Снаружи, в паре шагов от того места, где находилась дверь, стоит невозмутимая и грозная фигура очкастой старшей сестры, на ее лице не видно ни голода, ни похоти, лишь некий психологический эквивалент ее жестко накрахмаленной униформы. По обеим сторонам от нее — ряды лиц, но вокруг — пустота, словно в чашку с культурой бактерий капнули антисептик. Ничей взгляд не загипнотизирован происходящим так, как ее. Глаза ее следят за теми двумя с таким напряжением, что даже сверкают. Лишь однажды она отводит взор, чтобы обозреть зловещим молниеносным взглядом ряды молчащих лиц слева, справа и напротив собственного лица. Так могли бы, оценивая, взирать на посетителей своих заведений алчный директор театра или мадам — хозяйка борделя. Она УВИДЕЛА, как и угрожала, но пределы ее восприятия ограничены — она способна видеть, но не способна чувствовать.
Все кончено; ничего не замечающие двое теперь лежат, обессилев, бессознательно повторяя позу самого первого, строго клинического своего совокупления: пациент на спине, а врач у него на груди, уронив голову ему на плечо; однако на этот раз их руки нежно сжимают друг друга, пальцы тесно сплетены. Их немые зрители еще несколько мгновений наблюдают, но вдруг, словно наскучив ожиданием и недовольные их неподвижностью, прекращением действа, отворачиваются и, запинаясь и шаркая, исчезают, истаивают во тьме забвения.
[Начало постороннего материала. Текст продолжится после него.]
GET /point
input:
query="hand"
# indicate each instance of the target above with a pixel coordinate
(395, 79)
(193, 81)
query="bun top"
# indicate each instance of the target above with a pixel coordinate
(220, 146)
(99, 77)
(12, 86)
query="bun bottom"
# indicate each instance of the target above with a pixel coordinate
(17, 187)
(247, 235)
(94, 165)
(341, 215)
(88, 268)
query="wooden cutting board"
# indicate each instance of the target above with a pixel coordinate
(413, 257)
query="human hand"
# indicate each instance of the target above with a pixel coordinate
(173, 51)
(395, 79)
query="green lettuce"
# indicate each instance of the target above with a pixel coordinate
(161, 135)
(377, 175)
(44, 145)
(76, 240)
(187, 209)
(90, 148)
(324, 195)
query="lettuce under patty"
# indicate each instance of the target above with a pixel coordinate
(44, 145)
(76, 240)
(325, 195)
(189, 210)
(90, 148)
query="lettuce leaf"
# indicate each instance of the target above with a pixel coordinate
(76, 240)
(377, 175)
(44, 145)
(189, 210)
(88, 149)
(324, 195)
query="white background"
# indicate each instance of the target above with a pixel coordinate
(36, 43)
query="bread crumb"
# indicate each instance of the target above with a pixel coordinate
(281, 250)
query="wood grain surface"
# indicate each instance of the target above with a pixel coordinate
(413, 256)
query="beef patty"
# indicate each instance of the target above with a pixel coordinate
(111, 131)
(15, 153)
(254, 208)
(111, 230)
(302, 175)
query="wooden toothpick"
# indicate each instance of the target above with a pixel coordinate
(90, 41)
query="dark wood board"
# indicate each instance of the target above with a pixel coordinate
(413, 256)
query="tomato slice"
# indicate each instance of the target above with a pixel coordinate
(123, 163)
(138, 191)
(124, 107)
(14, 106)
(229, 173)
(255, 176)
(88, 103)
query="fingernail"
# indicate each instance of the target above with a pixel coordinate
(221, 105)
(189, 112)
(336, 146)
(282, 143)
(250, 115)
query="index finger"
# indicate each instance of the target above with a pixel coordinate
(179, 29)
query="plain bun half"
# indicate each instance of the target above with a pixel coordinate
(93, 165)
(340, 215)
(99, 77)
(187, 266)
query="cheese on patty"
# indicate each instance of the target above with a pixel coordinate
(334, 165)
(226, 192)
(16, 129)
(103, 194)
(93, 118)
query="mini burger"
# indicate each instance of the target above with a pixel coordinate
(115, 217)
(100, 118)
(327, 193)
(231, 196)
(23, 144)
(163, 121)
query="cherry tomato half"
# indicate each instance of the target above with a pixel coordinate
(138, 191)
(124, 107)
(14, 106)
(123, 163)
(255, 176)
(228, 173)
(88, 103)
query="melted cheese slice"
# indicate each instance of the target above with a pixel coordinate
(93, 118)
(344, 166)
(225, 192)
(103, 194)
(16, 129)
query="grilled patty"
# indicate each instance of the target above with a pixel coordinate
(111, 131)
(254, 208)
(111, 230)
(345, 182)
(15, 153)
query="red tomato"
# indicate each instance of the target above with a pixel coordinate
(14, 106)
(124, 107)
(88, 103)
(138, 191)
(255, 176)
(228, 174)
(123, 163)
Только сестра не двигается с места. Скрестив на груди пухлые руки, она по-прежнему пристально смотрит в комнату: пусть более слабые души истаивают во тьме, но она — она никогда не изменит своему долгу, обязанности подглядывать, осуждать, ненавидеть и порицать все плотское.
Это оказывается слишком даже для стен. В сто раз быстрее, чем стали прозрачными, стены переживают обратную метаморфозу. Сестра поражена, от неожиданности она пытается сделать шаг вперед, с минуту еще можно видеть ее возмущенное, расстроенное лицо и ладони, прижатые к мутнеющему стеклу, словно она готова скорее проломить преграду, чем вот так лишиться своей добычи. Напрасно: не понадобилось и десяти секунд, чтобы после недолгого отклонения от нормы теплые стены из защищающих и поощряющих девичьих грудок, пусть даже несколько однообразных и не того цвета, возвратились на место. Все внешнее снова исчезает.
Часть IV
Deux beaux yeux n’ont qu’a parler.
Богом клянусь, поговорить она умеет! Конечно, она побольше на свете повидала, чем ты да я, в том-то и секрет.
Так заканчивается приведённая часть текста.